Bridgewater had leveraged a respectable stint as Drew Brees’ fill-in for the New Orleans Saints into that Panthers contract. It looked like a decent deal through 10 games, even if the Panthers only won three times. Carolina was undermanned even before losing running back Christian McCaffrey for most of the season, but the quarterback produced 13 touchdowns and just seven interceptions through midseason.

Bridgewater injured a knee in Week 10 against the Tampa Bay Buccaneers, then sat out the next game against the Detroit Lions. He wasn’t the same player upon returning to action. Bridgewater threw four interceptions and fumbled five times in his final five games. He also took 12 of his 31 sacks.

Equally damningly, however, Bridgewater had the ball in his hands with a chance to tie or take the lead late in the fourth quarter of eight games. The Panthers lost all eight, according to the Charlotte Observer.

Bridgewater is on his way to becoming a career journeyman

A first-round pick by the Minnesota Vikings in 2014, Bridgewater now heads to his third team in as many seasons and fourth overall.

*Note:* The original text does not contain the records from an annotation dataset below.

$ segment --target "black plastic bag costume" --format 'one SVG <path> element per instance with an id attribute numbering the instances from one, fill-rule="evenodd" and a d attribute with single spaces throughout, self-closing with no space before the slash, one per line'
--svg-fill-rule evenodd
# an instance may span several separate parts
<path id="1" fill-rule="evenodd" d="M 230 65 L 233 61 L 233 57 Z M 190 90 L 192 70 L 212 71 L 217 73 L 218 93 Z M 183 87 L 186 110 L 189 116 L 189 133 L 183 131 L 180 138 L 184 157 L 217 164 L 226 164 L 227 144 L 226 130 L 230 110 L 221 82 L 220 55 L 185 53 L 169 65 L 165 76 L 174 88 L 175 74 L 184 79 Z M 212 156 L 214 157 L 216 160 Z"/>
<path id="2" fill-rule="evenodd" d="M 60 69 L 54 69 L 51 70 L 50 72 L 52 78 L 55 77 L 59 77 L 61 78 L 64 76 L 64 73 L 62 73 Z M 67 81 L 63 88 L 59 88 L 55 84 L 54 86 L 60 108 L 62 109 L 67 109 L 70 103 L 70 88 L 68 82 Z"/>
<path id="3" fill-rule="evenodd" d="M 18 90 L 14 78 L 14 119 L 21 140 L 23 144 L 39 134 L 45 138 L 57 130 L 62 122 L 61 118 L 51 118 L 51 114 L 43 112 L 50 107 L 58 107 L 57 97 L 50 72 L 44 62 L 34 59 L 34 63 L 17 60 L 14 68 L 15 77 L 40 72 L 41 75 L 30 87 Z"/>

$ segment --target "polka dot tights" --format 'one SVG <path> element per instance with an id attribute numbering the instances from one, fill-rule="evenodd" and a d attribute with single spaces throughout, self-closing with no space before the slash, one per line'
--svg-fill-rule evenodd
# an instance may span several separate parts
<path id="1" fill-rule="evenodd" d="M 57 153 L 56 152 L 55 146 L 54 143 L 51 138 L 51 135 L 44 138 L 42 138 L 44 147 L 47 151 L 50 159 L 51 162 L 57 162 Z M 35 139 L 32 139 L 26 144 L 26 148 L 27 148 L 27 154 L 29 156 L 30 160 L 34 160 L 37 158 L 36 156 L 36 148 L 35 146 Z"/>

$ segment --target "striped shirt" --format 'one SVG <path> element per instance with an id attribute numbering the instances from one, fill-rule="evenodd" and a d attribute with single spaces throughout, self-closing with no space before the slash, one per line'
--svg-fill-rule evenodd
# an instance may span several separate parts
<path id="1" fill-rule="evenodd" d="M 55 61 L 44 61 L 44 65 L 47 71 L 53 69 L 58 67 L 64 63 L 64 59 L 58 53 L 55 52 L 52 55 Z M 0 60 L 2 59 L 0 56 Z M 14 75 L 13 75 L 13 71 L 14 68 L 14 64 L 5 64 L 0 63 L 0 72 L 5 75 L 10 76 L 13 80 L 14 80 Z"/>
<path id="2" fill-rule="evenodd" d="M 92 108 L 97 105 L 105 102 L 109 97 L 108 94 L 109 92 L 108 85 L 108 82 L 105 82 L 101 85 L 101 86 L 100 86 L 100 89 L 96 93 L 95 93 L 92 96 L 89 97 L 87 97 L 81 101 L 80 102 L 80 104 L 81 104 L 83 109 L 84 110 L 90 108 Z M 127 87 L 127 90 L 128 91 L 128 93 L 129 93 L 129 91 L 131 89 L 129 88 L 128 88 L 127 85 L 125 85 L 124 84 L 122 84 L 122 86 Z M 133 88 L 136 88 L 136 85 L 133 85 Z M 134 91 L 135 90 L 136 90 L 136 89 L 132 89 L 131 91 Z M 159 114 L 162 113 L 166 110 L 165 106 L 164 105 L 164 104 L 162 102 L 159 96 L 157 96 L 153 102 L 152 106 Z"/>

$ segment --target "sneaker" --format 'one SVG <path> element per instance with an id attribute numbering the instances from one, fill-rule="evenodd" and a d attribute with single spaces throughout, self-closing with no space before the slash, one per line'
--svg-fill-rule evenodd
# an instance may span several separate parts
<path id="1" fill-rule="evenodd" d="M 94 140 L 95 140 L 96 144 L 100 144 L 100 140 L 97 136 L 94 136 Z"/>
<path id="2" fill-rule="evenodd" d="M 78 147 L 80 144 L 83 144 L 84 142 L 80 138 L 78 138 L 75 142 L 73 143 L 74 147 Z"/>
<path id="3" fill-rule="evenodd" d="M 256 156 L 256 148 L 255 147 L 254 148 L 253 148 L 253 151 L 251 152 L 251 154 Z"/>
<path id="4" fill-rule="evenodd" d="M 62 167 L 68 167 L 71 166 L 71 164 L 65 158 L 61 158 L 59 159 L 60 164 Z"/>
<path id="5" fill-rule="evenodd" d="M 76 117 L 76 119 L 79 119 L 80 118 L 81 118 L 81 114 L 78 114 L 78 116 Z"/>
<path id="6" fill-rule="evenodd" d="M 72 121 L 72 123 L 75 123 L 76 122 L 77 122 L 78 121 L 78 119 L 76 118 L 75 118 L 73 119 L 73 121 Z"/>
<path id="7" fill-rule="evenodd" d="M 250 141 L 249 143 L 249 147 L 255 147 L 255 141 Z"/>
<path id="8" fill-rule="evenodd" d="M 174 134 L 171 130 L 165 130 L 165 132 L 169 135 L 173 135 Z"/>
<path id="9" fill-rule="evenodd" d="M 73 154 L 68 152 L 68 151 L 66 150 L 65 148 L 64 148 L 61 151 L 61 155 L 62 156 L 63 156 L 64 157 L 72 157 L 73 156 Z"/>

Questions persist about what might have been had he not lost virtually the entire 2016 and ’17 seasons in Minnesota to a devastating knee injury, but we will never know.

Drew Lock is four years younger than Bridgewater but did not impress in this first full season as the starter. With the team still going through a rebuild in a demanding division, it seems inevitable that Denver will give Lock at least half a season to prove himself.

Even assuming Bridgewater plays and produces at some point, does Denver have enough talent to avoid a fifth straight losing season? If neither Lock nor Bridgewater shines this fall, Lock is the guy to bring back in 2022 based upon an agreeable final year of his contract. Then, they draft their next quarterback, and Bridgewater searches for a place to land.

The most likely destination will be a team in need of a temp before drafting its next quarterback in 2023.

Ryan Fitzpatrick is the role model

The Dolphins say they’re all-in on Tua Tagovailoa, so Ryan Fitzpatrick moved on to the Washington Football Team in a one-year, $10 million deal after two seasons in Miami.

Moving is nothing new. Fitzpatrick came into the NFL in 2005 as a seventh-round pick of the St. Louis Rams. Sixteen years later, he is on his ninth team. His only stint of more than two seasons came with the Buffalo Bills from 2009-12.

In order, Fitzpatrick has played for the Rams, Bengals, Bills, Titans, Texans, Jets, Buccaneers, Dolphins, and, now, the WFT. In all that time, his second contract with Buffalo – six years and $69 million – was his biggest deal. Even then, Fitzpatrick only saw a little more than a third of the money before the Bills released him.

Still, the Amish Rifle has fared quite nicely financially. According to Spotrac.com, Fitzpatrick has earned $71.5 million on the back of short-term deals while mostly holding down the fort for the next draft pick.

Bridgewater will already be at more than $55.5 million for his career after the 2021 season. Even if he bounces around for one season here or two seasons there for the rest of his career, he’ll finish with more than $100 million in salary.